Sure, you can watch celebrities like Alan Alda and Michael J. Fox talk about life with Parkinson’s disease. You can read medical articles and understand the definition of Parkinson’s, which is a neurodegenerative disorder that targets the neurons in the part of the brain that produce dopamine. This results in motor symptoms like tremor, rigid limbs, balance and gait problems and slowness of movement; and non-motor symptoms like sleep disorders and depression. But there are some things a textbook or doctor can’t tell you — like what it’s really like to live day in and day out with Parkinson’s.

When it comes to those details, only someone else who has Parkinson’s can give you that insider knowledge. If you’re newly diagnosed, they can tell you what to prepare for, and if you’ve been living with Parkinson’s for a while, they can tell you that you’re actually not the only one experiencing that “weird” symptom. So we asked our Mighty Parkinson’s community to share something people don’t tend to understand about Parkinson’s unless they have it themselves. Check out the “secrets” they shared below. Did we miss anything? Be sure to leave a comment and explain what you would add to our list.

1. It can be frustrating not being able to do small things.

The tremors, bradykinesia (slowness of movement) and rigidity caused by Parkinson’s can make doing things requiring fine motor skills difficult. For example, you might have trouble buttoning a shirt or cutting a sandwich.

Ellie Finch Hulme, blogger at PD Mama, explained:

How frustrating it is not being able to do the smallest of things, despite willing your brain to send the right message and have the right limb, for example, receive that message and act upon it. Things as simple as moving fingers to type. Things that we take for granted in our everyday lives.

2. Tremors are not always visible — they can be internal, too.

“People who do not have Parkinson’s do not understand what internal tremors are,” Sharon Krischer, blogger at Twitchy Woman, said.

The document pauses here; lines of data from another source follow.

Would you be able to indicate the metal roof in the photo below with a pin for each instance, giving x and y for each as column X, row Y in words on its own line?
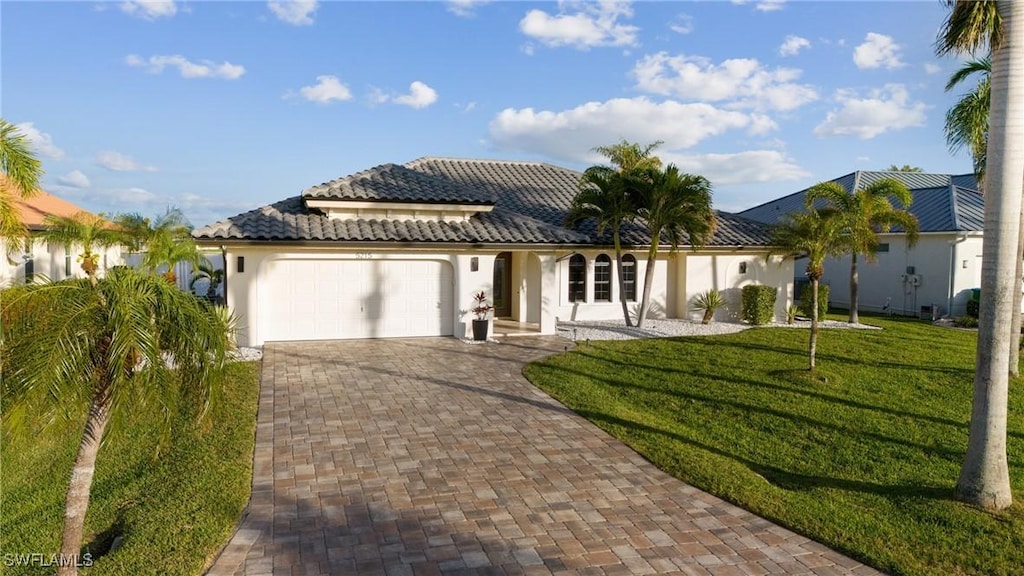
column 941, row 202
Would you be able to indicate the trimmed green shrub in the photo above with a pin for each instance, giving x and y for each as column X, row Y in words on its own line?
column 966, row 322
column 805, row 301
column 973, row 309
column 759, row 303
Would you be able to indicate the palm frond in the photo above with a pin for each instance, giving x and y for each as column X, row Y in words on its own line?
column 22, row 169
column 971, row 27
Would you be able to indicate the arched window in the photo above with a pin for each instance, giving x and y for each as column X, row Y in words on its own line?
column 602, row 279
column 578, row 279
column 630, row 278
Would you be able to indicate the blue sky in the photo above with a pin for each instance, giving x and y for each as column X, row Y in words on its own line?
column 218, row 108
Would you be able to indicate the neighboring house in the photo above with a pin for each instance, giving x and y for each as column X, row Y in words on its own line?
column 933, row 278
column 37, row 258
column 398, row 250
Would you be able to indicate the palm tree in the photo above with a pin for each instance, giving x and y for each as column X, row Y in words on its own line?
column 85, row 230
column 603, row 197
column 22, row 172
column 671, row 204
column 205, row 271
column 631, row 157
column 862, row 215
column 170, row 242
column 967, row 121
column 815, row 235
column 984, row 478
column 100, row 346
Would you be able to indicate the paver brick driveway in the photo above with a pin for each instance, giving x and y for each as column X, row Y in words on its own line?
column 429, row 455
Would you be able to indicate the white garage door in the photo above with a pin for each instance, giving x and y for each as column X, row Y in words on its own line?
column 336, row 299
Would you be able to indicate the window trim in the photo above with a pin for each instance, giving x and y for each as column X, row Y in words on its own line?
column 602, row 260
column 630, row 262
column 578, row 279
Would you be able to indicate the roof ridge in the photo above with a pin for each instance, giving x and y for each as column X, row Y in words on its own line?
column 953, row 205
column 423, row 159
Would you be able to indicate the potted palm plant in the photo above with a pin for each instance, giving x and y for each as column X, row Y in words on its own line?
column 709, row 301
column 480, row 323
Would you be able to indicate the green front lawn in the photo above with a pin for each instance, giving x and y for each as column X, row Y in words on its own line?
column 175, row 509
column 865, row 462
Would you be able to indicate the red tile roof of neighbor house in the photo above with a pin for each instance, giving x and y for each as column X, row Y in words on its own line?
column 33, row 210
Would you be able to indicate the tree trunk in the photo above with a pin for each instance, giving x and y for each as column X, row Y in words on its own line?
column 77, row 500
column 648, row 280
column 984, row 478
column 813, row 345
column 854, row 280
column 622, row 284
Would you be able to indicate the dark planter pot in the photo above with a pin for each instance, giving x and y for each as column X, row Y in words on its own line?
column 480, row 329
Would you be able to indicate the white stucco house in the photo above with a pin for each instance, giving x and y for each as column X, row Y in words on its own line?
column 36, row 258
column 936, row 276
column 398, row 250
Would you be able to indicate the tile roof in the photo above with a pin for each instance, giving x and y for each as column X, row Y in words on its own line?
column 391, row 182
column 530, row 202
column 33, row 210
column 941, row 202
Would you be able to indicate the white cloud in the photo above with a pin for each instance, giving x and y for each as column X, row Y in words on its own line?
column 742, row 82
column 326, row 90
column 295, row 12
column 204, row 69
column 793, row 44
column 763, row 5
column 884, row 109
column 41, row 141
column 150, row 9
column 131, row 195
column 582, row 25
column 878, row 50
column 570, row 134
column 682, row 24
column 75, row 178
column 121, row 163
column 420, row 95
column 465, row 8
column 743, row 167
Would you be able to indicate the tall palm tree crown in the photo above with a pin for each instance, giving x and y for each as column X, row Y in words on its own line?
column 22, row 172
column 675, row 207
column 861, row 215
column 967, row 121
column 816, row 235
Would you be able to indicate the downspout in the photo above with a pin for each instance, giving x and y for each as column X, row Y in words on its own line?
column 952, row 272
column 223, row 261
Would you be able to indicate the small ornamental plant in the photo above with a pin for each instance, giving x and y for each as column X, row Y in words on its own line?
column 482, row 307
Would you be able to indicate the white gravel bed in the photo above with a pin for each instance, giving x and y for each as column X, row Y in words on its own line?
column 616, row 329
column 245, row 354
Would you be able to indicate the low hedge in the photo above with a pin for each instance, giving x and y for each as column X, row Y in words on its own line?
column 805, row 300
column 759, row 303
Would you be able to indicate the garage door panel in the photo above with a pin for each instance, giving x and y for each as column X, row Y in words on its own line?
column 337, row 299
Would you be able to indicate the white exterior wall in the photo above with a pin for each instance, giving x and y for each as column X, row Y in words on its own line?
column 949, row 264
column 722, row 272
column 49, row 261
column 245, row 296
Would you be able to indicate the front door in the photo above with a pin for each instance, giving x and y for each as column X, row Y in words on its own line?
column 503, row 285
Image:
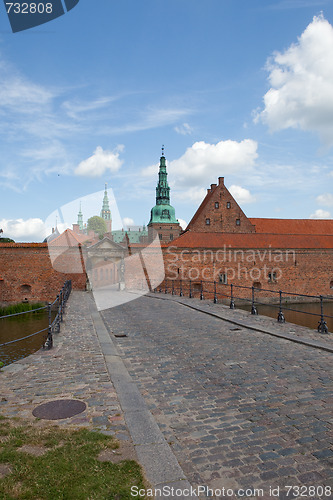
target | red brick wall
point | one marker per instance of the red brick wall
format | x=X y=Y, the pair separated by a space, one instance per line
x=24 y=266
x=221 y=219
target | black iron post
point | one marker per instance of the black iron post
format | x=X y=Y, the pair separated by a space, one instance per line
x=281 y=318
x=253 y=308
x=322 y=326
x=232 y=302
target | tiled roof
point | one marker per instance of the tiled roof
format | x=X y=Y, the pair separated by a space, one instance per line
x=293 y=226
x=253 y=240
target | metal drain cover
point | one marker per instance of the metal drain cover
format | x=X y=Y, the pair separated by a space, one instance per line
x=58 y=409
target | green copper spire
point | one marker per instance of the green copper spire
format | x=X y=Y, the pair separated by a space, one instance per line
x=163 y=211
x=106 y=212
x=80 y=219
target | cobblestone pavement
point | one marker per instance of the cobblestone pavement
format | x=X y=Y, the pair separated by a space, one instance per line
x=240 y=409
x=74 y=368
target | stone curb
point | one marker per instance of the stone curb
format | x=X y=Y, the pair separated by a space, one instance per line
x=285 y=336
x=158 y=461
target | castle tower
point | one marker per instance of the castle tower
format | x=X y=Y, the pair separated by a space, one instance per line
x=106 y=212
x=162 y=216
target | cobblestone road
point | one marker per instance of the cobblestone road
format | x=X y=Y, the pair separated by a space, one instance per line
x=74 y=368
x=239 y=408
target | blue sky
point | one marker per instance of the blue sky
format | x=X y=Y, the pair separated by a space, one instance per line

Most people are aware that external tremors are a hallmark sign of Parkinson’s, but what many people don’t know is that tremors can also be internal. This feels like a shaking sensation inside the body.

3. Women with Parkinson’s disease may present with different symptoms and challenges than men.

For women, hormones can impact Parkinson’s and vice versa — you might notice worsening Parkinson’s symptoms, heavier menstrual flow, more fatigue and less effectiveness of medications while you have your period. Some research has also suggested that during the “preclinical” phase of Parkinson’s, or period of time before a doctor’s diagnosis, women’s non-motor symptoms may be more prominent than their motor symptoms, meaning they may get diagnosed later than men do.

Maria De Leon, blogger at Parkinson’s Diva, shared:

Unless you are a young woman with PD, you don’t realize the impact that having hormone fluctuations play on the symptoms of the disease, while PD itself [can] worsen the menstrual cycle and other hormonal related medical problems like migraines. [Also], how young women with PD take longer to get a diagnosis because of the prevalent non-motor symptoms at presentation compared to their male counterparts.

4. Parkinson’s symptoms are not necessarily the same every single day.

Like most chronic illnesses, Parkinson’s disease does not look exactly the same every day. One day you might feel more fatigue; another day you might realize you’re not moving as slowly as you were the previous week. If you experience these “ups and downs,” you’re definitely not alone!

Blogger Linda Olson explained:

Parkinson’s disease is an erratic partner of mine. Some days I’m stiff and sore and anxious, on those days my mantra is, ‘I can do this.’ Then for no reason at all, it lightens up for a while. I look forward to these ‘gratitude days’ and make sure I share them with those around me.

5. Depression sometimes comes even before other symptoms.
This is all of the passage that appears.